Recently, neoadjuvant chemotherapy followed by interval debulking surgery (NACT-IDS) has been recommended for selected patients with International Federation of Gynecology and Obstetrics (FIGO) stage III or IV disease and bulky tumors. The aim of this study was to evaluate associations between post-NACT serum CA 125 levels, surgical outcomes, and clinical outcomes in patients with advanced epithelial ovarian cancer. We retrospectively analyzed 107 patients with FIGO stage III or IV ovarian cancer who were treated with NACT-IDS at the Gynecology Department of Kanagawa Cancer Center between January 2001 and December 2012. Serum CA 125 levels after NACT were significantly lower in the complete/optimal IDS group compared to the suboptimal IDS group (mean±standard deviation: 48.1±27.6 vs. 346.5±295.2 U/mL, p<0.01). Patients with low preoperative CA 125 levels (<35 U/mL) had a higher probability of optimal IDS (78.1±41.9% vs. 33.3±19.2%, p<0.01) and longer progression-free survival (mean±standard deviation: 30.4±14.3 months vs. 21.3±7.3 months, p<0.05) than patients with high CA 125 levels (>100 U/mL). Patients with low CA 125 levels (<35 U/mL) had a higher probability of complete/optimal IDS and longer progression-free survival compared to patients with high CA 125 levels (>100 U/mL).
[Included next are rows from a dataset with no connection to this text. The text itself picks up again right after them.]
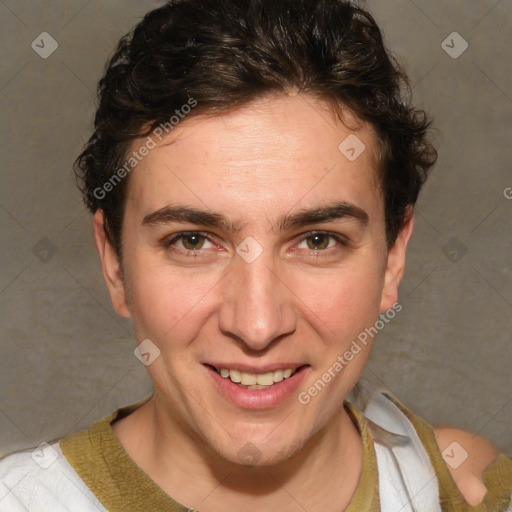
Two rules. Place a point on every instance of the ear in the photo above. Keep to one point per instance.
(111, 266)
(396, 264)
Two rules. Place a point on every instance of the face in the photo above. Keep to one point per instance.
(252, 248)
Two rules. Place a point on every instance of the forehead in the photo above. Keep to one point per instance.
(274, 152)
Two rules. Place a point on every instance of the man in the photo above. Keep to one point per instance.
(252, 175)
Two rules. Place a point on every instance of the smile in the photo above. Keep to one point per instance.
(256, 380)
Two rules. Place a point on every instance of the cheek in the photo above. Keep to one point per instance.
(343, 300)
(162, 299)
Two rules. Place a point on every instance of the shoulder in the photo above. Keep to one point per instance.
(467, 457)
(35, 479)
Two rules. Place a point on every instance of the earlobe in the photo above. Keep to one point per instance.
(396, 264)
(111, 267)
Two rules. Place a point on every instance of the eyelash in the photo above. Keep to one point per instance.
(168, 243)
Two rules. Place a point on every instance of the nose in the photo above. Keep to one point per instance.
(257, 305)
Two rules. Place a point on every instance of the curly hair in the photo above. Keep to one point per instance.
(223, 54)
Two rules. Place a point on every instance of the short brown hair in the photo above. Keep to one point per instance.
(226, 53)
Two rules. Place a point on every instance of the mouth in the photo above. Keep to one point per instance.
(254, 381)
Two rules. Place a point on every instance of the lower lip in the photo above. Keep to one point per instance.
(258, 398)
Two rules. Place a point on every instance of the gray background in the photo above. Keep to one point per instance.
(66, 359)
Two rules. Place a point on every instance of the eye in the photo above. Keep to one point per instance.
(188, 243)
(322, 241)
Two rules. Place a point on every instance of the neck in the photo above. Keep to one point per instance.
(321, 476)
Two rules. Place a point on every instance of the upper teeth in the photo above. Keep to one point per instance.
(262, 379)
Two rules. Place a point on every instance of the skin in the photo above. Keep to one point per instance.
(254, 165)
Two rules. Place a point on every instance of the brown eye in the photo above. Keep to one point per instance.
(193, 241)
(318, 241)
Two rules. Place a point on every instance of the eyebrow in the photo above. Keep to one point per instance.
(337, 210)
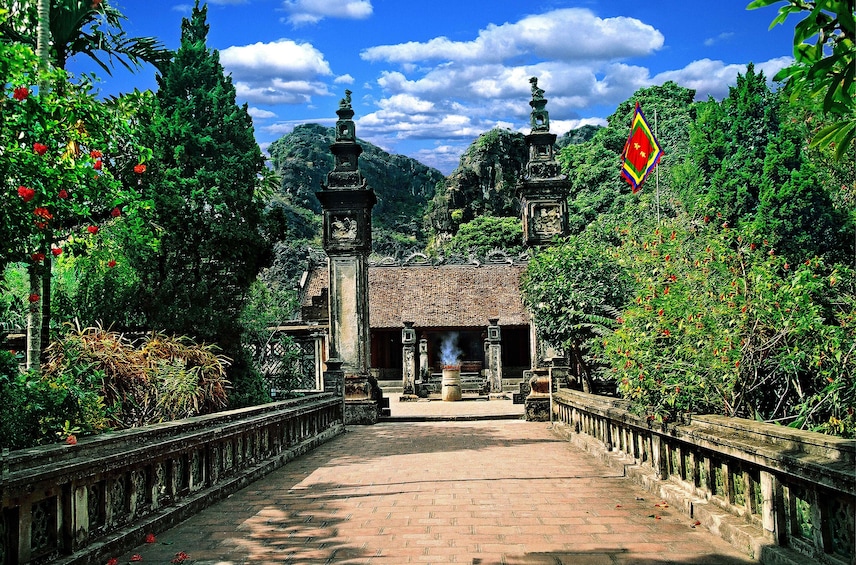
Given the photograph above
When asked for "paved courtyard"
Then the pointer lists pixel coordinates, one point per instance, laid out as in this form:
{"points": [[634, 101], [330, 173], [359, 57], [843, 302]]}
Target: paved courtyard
{"points": [[479, 492]]}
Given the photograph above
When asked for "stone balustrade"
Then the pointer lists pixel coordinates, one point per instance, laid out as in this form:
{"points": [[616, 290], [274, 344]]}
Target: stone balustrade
{"points": [[780, 494], [81, 503]]}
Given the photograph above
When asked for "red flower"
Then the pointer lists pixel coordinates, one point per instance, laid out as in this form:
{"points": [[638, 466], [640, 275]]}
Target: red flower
{"points": [[26, 193], [43, 213]]}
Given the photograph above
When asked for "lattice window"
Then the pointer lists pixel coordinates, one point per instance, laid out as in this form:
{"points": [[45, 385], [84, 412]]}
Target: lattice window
{"points": [[739, 482], [4, 539], [95, 505], [842, 526], [43, 527]]}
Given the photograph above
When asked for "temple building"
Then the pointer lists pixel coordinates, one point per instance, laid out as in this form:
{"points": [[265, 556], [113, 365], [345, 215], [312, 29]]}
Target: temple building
{"points": [[423, 313]]}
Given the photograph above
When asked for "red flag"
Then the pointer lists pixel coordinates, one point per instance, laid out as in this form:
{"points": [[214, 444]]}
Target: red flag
{"points": [[642, 152]]}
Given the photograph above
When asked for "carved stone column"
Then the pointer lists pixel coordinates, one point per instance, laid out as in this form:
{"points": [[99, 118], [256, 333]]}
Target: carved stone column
{"points": [[543, 194], [408, 357], [494, 354], [347, 203]]}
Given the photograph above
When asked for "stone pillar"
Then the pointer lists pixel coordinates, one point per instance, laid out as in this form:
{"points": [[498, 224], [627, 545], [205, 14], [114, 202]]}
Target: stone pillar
{"points": [[408, 357], [494, 354], [347, 202], [542, 191]]}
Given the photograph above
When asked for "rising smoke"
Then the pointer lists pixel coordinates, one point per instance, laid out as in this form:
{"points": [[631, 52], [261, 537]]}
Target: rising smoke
{"points": [[450, 354]]}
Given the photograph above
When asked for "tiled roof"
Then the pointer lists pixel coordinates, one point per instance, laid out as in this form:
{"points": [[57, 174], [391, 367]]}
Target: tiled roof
{"points": [[438, 296]]}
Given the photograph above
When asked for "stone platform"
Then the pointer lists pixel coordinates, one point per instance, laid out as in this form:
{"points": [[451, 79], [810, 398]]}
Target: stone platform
{"points": [[482, 491]]}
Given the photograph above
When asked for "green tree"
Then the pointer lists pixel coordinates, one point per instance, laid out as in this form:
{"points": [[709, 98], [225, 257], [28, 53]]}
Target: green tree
{"points": [[202, 183], [594, 167], [575, 291], [91, 28], [486, 233], [824, 66]]}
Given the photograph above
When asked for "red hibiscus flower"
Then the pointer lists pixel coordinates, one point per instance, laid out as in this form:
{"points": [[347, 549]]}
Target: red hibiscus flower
{"points": [[26, 194], [43, 213]]}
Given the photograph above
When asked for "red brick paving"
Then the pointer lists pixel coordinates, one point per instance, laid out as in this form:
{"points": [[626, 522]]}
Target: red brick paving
{"points": [[479, 492]]}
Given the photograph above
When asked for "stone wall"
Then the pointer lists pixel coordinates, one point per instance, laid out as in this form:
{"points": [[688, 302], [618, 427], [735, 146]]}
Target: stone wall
{"points": [[82, 503], [781, 495]]}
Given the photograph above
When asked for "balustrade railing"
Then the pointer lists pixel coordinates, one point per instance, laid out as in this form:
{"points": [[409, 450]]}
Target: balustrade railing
{"points": [[797, 488], [79, 503]]}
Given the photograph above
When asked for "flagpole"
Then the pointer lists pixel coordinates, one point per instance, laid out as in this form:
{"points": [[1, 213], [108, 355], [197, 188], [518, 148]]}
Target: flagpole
{"points": [[657, 172]]}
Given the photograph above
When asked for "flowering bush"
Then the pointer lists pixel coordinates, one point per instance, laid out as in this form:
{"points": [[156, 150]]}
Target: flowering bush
{"points": [[721, 324]]}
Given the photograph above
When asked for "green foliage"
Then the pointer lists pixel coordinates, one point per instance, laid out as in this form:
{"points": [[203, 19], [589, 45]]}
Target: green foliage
{"points": [[205, 214], [593, 167], [824, 66], [575, 291], [483, 184], [82, 27], [486, 233], [722, 324]]}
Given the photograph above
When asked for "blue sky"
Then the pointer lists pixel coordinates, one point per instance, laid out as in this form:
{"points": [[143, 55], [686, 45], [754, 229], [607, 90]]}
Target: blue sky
{"points": [[428, 76]]}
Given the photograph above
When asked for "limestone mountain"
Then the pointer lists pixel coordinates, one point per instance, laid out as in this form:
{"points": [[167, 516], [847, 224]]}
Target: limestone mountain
{"points": [[484, 182], [403, 186]]}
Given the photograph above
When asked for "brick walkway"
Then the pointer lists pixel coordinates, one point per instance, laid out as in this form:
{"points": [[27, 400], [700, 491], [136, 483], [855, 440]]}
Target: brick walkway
{"points": [[485, 492]]}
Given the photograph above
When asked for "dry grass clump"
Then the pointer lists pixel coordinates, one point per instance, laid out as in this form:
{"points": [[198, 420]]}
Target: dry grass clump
{"points": [[155, 379]]}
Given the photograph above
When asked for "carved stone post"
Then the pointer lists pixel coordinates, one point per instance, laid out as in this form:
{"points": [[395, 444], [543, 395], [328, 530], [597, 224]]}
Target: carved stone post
{"points": [[494, 353], [408, 357], [543, 194], [347, 203]]}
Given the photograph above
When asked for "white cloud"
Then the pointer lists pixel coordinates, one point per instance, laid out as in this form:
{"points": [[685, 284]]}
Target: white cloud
{"points": [[724, 36], [545, 35], [283, 58], [280, 72], [259, 114], [312, 11]]}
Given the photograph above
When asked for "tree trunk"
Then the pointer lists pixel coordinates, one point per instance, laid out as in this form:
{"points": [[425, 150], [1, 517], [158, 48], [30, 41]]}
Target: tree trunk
{"points": [[34, 320], [39, 308]]}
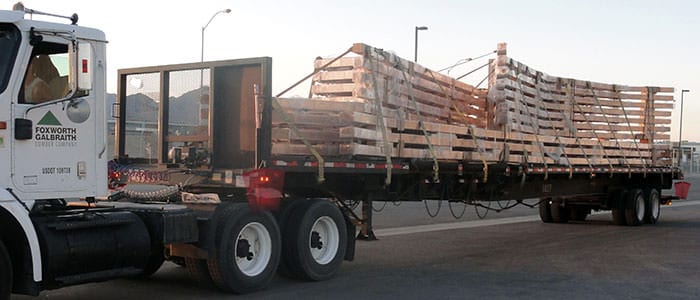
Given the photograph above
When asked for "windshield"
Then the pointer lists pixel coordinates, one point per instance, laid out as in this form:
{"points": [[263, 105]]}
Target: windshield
{"points": [[9, 41]]}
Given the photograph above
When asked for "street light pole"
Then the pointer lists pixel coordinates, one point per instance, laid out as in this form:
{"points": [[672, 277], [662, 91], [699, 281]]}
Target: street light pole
{"points": [[204, 98], [225, 11], [680, 131], [415, 58]]}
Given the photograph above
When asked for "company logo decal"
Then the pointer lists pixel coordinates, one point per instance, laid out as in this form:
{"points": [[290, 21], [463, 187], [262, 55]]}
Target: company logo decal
{"points": [[50, 132]]}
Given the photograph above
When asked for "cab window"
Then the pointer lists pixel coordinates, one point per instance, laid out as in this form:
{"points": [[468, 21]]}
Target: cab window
{"points": [[47, 76], [9, 42]]}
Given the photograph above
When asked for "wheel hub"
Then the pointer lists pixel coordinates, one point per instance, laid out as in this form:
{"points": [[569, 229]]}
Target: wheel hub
{"points": [[243, 249], [316, 242]]}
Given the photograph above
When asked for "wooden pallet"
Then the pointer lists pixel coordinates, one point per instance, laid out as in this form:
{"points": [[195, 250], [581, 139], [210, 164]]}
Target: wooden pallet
{"points": [[376, 104]]}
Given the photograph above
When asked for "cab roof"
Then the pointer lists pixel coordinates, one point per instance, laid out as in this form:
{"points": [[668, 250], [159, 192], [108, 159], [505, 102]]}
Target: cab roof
{"points": [[23, 24]]}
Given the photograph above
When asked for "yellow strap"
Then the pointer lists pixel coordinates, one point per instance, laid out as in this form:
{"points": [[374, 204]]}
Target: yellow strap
{"points": [[380, 120], [321, 162], [431, 150]]}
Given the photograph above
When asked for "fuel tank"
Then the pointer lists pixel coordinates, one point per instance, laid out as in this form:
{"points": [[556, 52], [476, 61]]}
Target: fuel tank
{"points": [[88, 246]]}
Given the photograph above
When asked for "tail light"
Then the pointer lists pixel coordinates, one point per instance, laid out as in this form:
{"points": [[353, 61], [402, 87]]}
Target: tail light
{"points": [[265, 187]]}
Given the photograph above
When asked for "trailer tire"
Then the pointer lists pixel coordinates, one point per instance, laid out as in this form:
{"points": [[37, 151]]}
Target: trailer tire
{"points": [[315, 241], [545, 210], [5, 273], [198, 270], [247, 251], [560, 214], [634, 207], [653, 206]]}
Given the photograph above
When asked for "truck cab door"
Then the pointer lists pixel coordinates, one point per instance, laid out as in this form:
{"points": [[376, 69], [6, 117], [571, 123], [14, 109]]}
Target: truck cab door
{"points": [[54, 147]]}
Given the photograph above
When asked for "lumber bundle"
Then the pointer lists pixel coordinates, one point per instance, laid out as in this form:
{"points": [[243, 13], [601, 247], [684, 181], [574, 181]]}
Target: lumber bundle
{"points": [[377, 105]]}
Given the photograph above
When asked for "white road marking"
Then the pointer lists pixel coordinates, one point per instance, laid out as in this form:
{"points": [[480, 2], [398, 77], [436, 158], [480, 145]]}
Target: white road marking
{"points": [[483, 223]]}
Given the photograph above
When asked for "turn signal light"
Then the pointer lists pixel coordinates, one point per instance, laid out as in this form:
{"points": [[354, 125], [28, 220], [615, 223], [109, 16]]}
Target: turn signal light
{"points": [[265, 188]]}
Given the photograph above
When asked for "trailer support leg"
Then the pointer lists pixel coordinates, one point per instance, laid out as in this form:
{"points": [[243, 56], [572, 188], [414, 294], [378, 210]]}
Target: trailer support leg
{"points": [[366, 230]]}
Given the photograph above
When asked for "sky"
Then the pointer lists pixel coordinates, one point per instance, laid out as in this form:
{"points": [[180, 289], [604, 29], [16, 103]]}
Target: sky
{"points": [[627, 42]]}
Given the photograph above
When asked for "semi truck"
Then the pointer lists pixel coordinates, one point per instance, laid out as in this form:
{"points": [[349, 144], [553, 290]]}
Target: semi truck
{"points": [[211, 171]]}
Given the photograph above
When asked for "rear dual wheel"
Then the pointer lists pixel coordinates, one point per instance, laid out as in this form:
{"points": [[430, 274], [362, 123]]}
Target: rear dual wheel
{"points": [[248, 249], [635, 207], [5, 273], [653, 206], [315, 241]]}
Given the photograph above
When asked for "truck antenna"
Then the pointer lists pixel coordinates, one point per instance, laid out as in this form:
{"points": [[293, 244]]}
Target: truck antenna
{"points": [[19, 6]]}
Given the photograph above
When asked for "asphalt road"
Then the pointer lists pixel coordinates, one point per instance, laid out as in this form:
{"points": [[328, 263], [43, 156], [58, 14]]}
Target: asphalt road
{"points": [[507, 255]]}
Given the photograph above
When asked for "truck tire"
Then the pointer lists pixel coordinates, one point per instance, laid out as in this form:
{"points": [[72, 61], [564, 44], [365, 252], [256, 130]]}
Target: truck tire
{"points": [[653, 206], [5, 273], [634, 208], [315, 241], [560, 214], [247, 251], [619, 199], [545, 210]]}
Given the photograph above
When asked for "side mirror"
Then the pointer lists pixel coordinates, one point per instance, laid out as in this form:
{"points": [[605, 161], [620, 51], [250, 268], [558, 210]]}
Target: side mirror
{"points": [[23, 129]]}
最近,对于国际妇产科联盟(FIGO)III期或IV期疾病且肿瘤体积较大的特定患者,推荐采用新辅助化疗后行间隔减瘤手术(NACT-IDS)。本研究的目的是评估晚期上皮性卵巢癌患者NACT后血清CA 125水平、手术结局和临床结局之间的关联。我们回顾性分析了2001年1月至2012年12月在神奈川癌症中心妇科接受NACT-IDS治疗的107例FIGO III期或IV期卵巢癌患者。与次优减瘤手术组相比,完全/最优减瘤手术组NACT后的血清CA 125水平显著更低(均值±标准差:48.1±27.6 vs. 346.5±295.2 U/mL,p<0.01)。术前CA 125水平低(<35 U/mL)的患者比CA 125水平高(>100 U/mL)的患者有更高的概率接受最优减瘤手术(78.1±41.9% vs. 33.3±19.2%,p<0.01)且无进展生存期更长(均值±标准差:30.4±14.3个月 vs. 21.3±7.3个月,p<0.05)。与CA 125水平高(>100 U/mL)的患者相比,CA 125水平低(<35 U/mL)的患者有更高的概率接受完全/最优减瘤手术且无进展生存期更长。